News Analysis

China’s electric vehicle bubble starting to deflate

BYD has witnessed its domination surge over the past two years. PHOTO: REUTERS

SHANGHAI – The world’s largest electric vehicle (EV) market is putting its crowded infancy stage behind it.

The explosive industry in China – supercharged by government subsidies more than a decade ago – now spans about a hundred manufacturers churning out pure-electric and plug-in hybrid models. While that is down from roughly 500 registered EV makers in 2019, the end now looks to be in sight for scores more.

The cut-throat market formally transitioned from overcrowded to moderately concentrated in the first quarter, based on the Herfindahl-Hirschman Index, a metric used by academics and regulators to evaluate competition and measure market concentration. The biggest winners are players already at the top, like BYD and Tesla, which have been consolidating their power.

According to Mr Wang Hanyang, an auto analyst at Shanghai-based 86Research, “80 per cent of the new-energy vehicle start-ups, if we count all of them since the initial subsidies, have exited or are exiting the market”.
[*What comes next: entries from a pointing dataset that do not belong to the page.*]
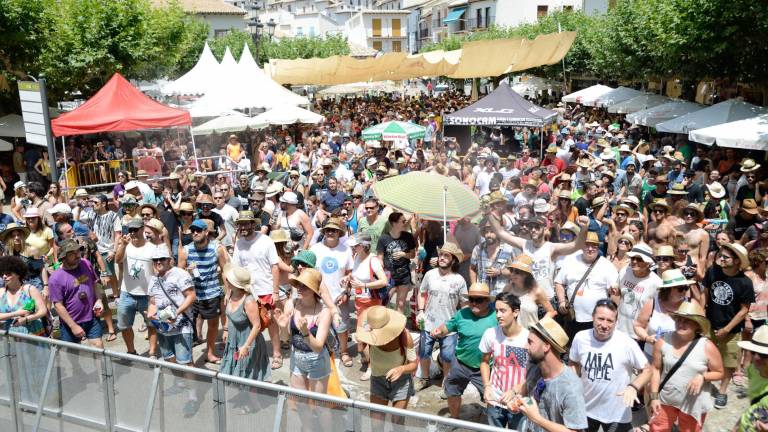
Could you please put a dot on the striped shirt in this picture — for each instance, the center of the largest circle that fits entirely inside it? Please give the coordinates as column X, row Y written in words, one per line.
column 207, row 282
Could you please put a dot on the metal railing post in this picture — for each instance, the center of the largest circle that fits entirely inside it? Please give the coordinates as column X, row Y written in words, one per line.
column 279, row 412
column 13, row 393
column 151, row 400
column 220, row 404
column 109, row 392
column 44, row 390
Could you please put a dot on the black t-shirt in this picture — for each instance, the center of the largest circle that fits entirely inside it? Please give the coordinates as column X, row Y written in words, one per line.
column 726, row 295
column 400, row 268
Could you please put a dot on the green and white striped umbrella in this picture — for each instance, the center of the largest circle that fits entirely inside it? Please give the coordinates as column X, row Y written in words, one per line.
column 394, row 130
column 422, row 194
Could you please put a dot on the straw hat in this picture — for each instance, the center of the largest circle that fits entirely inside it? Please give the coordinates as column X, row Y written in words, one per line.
column 309, row 278
column 479, row 289
column 693, row 312
column 238, row 277
column 552, row 333
column 674, row 277
column 10, row 228
column 664, row 250
column 677, row 189
column 716, row 190
column 452, row 249
column 380, row 326
column 749, row 165
column 279, row 236
column 741, row 253
column 522, row 263
column 749, row 205
column 245, row 216
column 334, row 223
column 642, row 251
column 759, row 342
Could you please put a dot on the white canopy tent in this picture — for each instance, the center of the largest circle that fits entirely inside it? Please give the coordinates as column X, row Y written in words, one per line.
column 655, row 115
column 12, row 125
column 243, row 86
column 619, row 94
column 750, row 134
column 288, row 114
column 589, row 93
column 197, row 80
column 723, row 112
column 638, row 103
column 228, row 123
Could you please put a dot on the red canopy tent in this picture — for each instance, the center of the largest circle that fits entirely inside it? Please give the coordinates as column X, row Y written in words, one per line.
column 117, row 107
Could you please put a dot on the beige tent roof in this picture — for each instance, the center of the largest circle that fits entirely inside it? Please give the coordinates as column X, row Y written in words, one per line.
column 485, row 58
column 206, row 7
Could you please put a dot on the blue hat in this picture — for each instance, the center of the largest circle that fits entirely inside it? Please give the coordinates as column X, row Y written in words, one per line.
column 199, row 223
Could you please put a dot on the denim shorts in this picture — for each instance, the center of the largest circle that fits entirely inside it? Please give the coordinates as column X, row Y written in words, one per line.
column 178, row 345
column 401, row 389
column 91, row 328
column 447, row 346
column 127, row 308
column 311, row 365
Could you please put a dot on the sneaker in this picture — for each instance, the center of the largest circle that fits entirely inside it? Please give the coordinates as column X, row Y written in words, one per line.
column 721, row 400
column 422, row 383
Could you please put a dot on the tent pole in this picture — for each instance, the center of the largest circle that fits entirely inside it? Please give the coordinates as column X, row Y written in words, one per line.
column 194, row 149
column 445, row 214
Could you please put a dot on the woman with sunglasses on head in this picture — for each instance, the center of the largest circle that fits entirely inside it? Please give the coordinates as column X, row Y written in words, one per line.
column 686, row 396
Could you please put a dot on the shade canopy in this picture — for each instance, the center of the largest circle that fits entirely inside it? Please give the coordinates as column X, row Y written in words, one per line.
column 394, row 130
column 660, row 113
column 644, row 101
column 118, row 107
column 614, row 96
column 502, row 107
column 423, row 194
column 724, row 112
column 228, row 123
column 288, row 114
column 589, row 93
column 12, row 125
column 751, row 134
column 197, row 80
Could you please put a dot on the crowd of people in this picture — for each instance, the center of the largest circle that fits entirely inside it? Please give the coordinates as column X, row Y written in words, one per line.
column 618, row 277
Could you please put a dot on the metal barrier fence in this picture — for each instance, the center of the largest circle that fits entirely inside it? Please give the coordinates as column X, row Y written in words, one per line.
column 50, row 385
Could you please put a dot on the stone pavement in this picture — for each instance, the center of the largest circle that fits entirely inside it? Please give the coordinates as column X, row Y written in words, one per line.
column 428, row 400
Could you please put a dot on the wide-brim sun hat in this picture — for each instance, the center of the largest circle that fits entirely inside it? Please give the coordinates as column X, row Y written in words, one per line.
column 10, row 228
column 759, row 342
column 381, row 325
column 309, row 278
column 453, row 249
column 552, row 333
column 673, row 278
column 693, row 312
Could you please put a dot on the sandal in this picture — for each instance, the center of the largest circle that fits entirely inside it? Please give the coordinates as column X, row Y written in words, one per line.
column 277, row 362
column 346, row 360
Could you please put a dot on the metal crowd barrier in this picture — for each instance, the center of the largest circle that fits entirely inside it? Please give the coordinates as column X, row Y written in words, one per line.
column 50, row 385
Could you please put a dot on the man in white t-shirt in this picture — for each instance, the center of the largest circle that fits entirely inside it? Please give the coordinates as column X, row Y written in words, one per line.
column 134, row 259
column 595, row 286
column 257, row 253
column 335, row 261
column 606, row 360
column 637, row 284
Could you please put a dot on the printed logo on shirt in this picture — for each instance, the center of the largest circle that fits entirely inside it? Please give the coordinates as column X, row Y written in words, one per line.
column 722, row 293
column 329, row 265
column 599, row 366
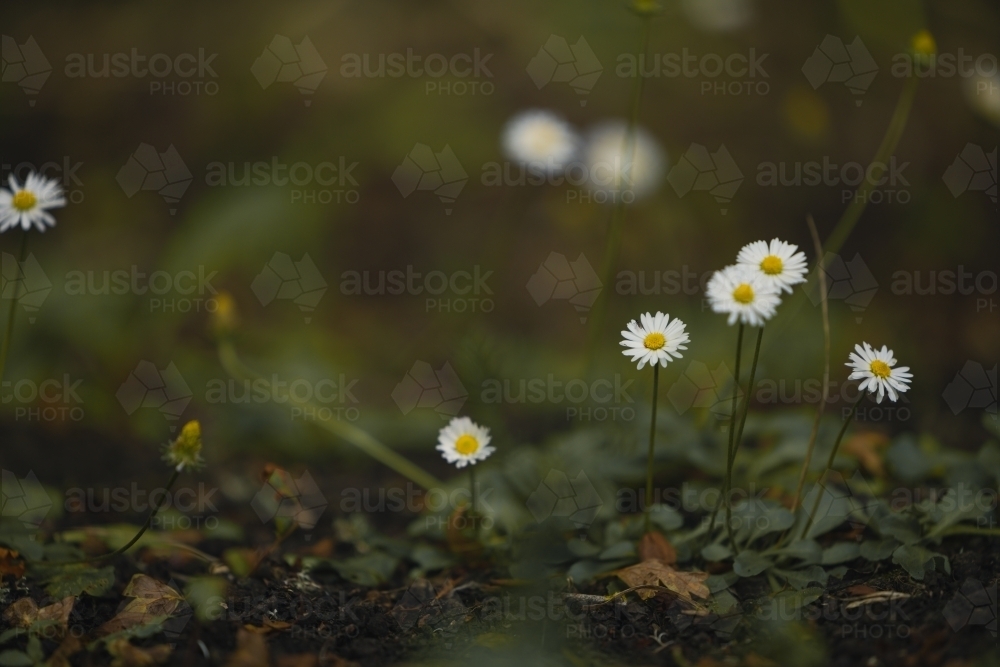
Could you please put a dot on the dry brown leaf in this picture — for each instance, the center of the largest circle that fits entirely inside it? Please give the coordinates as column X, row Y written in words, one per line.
column 656, row 546
column 152, row 599
column 128, row 655
column 657, row 573
column 251, row 650
column 865, row 448
column 9, row 563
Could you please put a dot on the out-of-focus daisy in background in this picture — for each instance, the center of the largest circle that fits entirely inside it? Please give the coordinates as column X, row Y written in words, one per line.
column 28, row 205
column 745, row 294
column 777, row 262
column 606, row 158
column 542, row 139
column 875, row 370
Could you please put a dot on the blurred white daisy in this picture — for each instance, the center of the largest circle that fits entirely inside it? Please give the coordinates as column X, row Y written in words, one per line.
column 608, row 170
column 540, row 138
column 743, row 293
column 28, row 206
column 463, row 442
column 778, row 262
column 875, row 369
column 656, row 341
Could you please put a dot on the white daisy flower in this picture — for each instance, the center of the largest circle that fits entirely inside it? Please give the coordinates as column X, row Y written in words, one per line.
column 540, row 138
column 875, row 369
column 463, row 441
column 744, row 294
column 778, row 262
column 27, row 206
column 605, row 159
column 657, row 341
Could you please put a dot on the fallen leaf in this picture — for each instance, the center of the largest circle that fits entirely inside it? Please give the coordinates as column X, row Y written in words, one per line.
column 657, row 573
column 152, row 600
column 126, row 654
column 9, row 564
column 654, row 546
column 251, row 650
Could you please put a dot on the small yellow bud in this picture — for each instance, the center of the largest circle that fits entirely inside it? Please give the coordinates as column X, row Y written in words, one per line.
column 923, row 44
column 185, row 451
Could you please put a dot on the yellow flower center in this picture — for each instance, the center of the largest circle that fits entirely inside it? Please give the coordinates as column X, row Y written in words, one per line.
column 24, row 200
column 743, row 294
column 772, row 265
column 880, row 369
column 654, row 341
column 466, row 445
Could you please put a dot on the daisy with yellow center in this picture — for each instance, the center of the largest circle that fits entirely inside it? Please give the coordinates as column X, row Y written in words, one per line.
column 656, row 340
column 27, row 206
column 746, row 295
column 875, row 369
column 777, row 262
column 464, row 442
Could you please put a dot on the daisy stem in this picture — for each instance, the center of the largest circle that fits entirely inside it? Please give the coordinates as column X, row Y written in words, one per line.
column 732, row 424
column 829, row 463
column 652, row 441
column 612, row 246
column 12, row 311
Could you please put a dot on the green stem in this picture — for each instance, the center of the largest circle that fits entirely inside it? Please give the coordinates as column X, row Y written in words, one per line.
column 652, row 444
column 348, row 432
column 12, row 311
column 829, row 463
column 612, row 246
column 724, row 498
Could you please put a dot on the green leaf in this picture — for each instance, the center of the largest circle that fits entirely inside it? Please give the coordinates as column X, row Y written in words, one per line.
column 840, row 552
column 749, row 563
column 15, row 659
column 716, row 552
column 73, row 580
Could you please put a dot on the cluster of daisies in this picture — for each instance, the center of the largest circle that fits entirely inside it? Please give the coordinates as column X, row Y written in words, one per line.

This is not good news for struggling players like Nio, whose sales have been tumbling and which said last week that the government of Abu Dhabi is taking a 7 per cent stake following a capital infusion. Just two short years ago, Nio founder and chief executive William Li was being mobbed by fans at customer gala dinners and the company was riding high after already escaping one near-death experience, fixed by a large financial injection from the municipal government of Hefei.

The Herfindahl-Hirschman Index shows a clear consolidation trend over the past several years, winnowing the initial surge of new players that emerged when China first rolled out plans to support cleaner-energy vehicles with state subsidies and other sweeteners.

The squeeze has only intensified over time, with dominant players strengthening their positions and smaller firms struggling to survive. The market share by unit sales for the top four players rose to 60 per cent in the first quarter of 2023, compared with 44 per cent in the same period three years ago.

While China has extended a tax break for consumers buying new-energy vehicles to 2027, all signs are that the government will not continue to prop up troubled carmakers. The consolidation push from market forces and regulatory mechanisms will help make the surviving brands competitive internationally, said Ministry of Industry and Information Technology official Xin Guobin.

BYD, backed by billionaire Warren Buffett’s Berkshire Hathaway, has witnessed its domination surge over the past two years. More than one in three new-energy vehicles sold in China today are from the company, up from less than 15 per cent in late 2020 when the clean-car market first started steadily selling more than 100,000 units every month.

Its success is squeezing even the market’s No. 2 player, Tesla, which gradually lost share for the past two years until a breakthrough in the first quarter. Now it is poised to grab about 11 per cent of the pie, giving the two leaders nearly half of the market.

Meanwhile, some of the industry’s early crown jewels have silently disappeared. Many early electric vehicles were built mainly to qualify for subsidies and meet regulatory requirements, and often did not offer high-quality design and performance.

“We call them regulation cars,” said Mr Jochen Siebert at JSC Automotive, a car consulting firm in Singapore, referring to the vehicles mostly sold to fleets and that were designed to meet fuel consumption rules and garner new-energy credits and other subsidies. “The only important thing was that they had to be an EV.”

Demand for those vehicles started to fade once requirements increased, competitors emerged and the fleet market became saturated.

But the market is by no means easy for carmakers trying to lure customers rather than meet regulatory rules.

One of the most recent corporate casualties in the slow-motion shake-out was WM Motor Technology Group, the Shanghai-based electric car maker backed by tech giant Baidu.

About 1½ months after the company announced in January that it would use a reverse merger to go public in Hong Kong, reports emerged that it was cutting pay and conducting layoffs. Sales have plunged.

WM’s reversal of fortune is stark. The once-highly lauded company landed two of the top five venture capital investments by deal size in the clean-car market in China since 2018, according to capital market data provider Preqin. Investors in the transactions – which took place in 2020 and 2021 – ranged from leading state-owned banks to tech firms.

Whether the pace of market consolidation will continue amid still-nascent consumer interest in electric cars is difficult to say. New-energy vehicle retail sales jumped to 580,000 units in China in May, but accounted for only one-third of the total deliveries of passenger cars, data from the Passenger Car Association shows.

Mr Siebert expects the cool features, such as autonomous driving functions, large built-in screens and even karaoke systems, found in the initial wave of EVs to give way to a focus on safety, performance and durability – a shift that may offer legacy automakers like Volkswagen an advantage.